"I offered the ‘American Liar' Chris Kyle the opportunity to show honor and courage, and he didn't have it," Ventura said Monday. In "American Sniper," Kyle claimed that Ventura had made negative comments about the SEALs, leading to Ventura getting punched.
Kyle was killed in 2013 by a mentally disturbed veteran, Eddie Ray Routh, who was sentenced to life in prison in 2015. Before his death, Kyle earned a reputation as one of the deadliest snipers in US history over the course of several tours in Iraq. The book he wrote was adapted as a film in 2014 that generated $514 million in box office sales and won several awards.
In 2014, a Minnesota jury awarded Ventura $1.8 million after ruling that Ventura's initial defamation claims had merit, specifically the contention that Ventura had said the SEALs "deserve to lose a few" in Iraq. In 2016, Kyle's estate had the decision overturned in an appeals court. On Monday, the legal saga finally ended.
"This was fake news, people. And this was fake news at its finest. Because the whole thing is fake," Ventura told reporters.
An attorney for Ventura told reporters that the terms of the settlement and negotiations surrounding the settlement were confidential.

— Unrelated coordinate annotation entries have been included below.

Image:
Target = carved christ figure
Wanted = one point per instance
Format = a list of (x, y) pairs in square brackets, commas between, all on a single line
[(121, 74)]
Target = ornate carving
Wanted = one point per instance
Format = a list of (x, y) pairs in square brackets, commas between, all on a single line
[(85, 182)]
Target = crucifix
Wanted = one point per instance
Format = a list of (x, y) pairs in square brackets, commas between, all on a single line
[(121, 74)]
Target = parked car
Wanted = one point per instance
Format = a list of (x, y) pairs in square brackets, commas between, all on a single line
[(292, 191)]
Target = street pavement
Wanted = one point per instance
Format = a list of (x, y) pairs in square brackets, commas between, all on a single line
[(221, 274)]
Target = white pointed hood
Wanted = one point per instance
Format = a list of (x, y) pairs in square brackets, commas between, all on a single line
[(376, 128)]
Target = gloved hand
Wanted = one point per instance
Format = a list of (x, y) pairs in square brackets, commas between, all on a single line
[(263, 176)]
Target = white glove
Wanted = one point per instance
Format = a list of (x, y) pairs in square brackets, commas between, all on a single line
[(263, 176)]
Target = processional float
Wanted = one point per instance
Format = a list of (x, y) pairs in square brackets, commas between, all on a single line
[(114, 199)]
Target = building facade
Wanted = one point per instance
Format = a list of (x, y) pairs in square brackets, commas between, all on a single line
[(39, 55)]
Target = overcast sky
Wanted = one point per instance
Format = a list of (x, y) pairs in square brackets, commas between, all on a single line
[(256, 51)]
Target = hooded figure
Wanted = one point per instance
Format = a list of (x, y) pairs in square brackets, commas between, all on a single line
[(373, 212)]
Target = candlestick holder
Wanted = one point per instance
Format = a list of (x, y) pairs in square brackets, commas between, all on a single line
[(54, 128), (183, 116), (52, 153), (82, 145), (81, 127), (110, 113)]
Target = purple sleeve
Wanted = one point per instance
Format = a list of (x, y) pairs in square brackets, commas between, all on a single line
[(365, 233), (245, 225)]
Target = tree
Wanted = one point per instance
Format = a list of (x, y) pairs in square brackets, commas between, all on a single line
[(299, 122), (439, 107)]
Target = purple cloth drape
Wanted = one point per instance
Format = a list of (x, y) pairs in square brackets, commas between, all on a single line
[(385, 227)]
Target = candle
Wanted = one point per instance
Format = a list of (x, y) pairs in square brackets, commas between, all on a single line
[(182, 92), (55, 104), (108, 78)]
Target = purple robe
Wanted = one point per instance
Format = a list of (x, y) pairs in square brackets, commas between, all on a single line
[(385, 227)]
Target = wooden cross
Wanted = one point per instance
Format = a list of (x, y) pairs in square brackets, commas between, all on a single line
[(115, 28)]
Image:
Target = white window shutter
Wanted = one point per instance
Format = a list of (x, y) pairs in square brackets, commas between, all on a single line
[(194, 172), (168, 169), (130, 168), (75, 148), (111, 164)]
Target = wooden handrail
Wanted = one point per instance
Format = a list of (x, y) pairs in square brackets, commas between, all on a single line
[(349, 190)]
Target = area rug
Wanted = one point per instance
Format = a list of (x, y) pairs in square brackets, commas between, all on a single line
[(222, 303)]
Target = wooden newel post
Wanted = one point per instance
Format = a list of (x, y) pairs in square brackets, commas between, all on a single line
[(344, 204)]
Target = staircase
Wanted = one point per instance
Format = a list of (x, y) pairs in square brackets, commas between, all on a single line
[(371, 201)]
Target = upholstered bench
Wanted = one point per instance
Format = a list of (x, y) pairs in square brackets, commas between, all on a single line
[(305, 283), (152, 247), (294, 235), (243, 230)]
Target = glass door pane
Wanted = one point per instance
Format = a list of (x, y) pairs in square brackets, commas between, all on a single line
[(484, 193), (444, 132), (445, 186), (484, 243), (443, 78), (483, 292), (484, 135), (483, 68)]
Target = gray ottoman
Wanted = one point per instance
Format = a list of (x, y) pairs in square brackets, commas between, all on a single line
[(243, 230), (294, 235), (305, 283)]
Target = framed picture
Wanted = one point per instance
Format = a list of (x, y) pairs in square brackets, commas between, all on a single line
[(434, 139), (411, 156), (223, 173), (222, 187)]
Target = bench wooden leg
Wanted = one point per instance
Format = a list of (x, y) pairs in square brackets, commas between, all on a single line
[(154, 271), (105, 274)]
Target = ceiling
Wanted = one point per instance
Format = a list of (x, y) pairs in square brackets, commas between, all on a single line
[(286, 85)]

For his part, Ventura failed to say whether HarperCollins, publisher of "American Sniper," or its insurance company paid to settle the case. According to the former governor, neither Kyle's widow nor the estate had to pay for the settlement, the Associated Press noted.
"All I'll say is my settlement is now in the bank. That speaks and tells you everything about it," Ventura told reporters.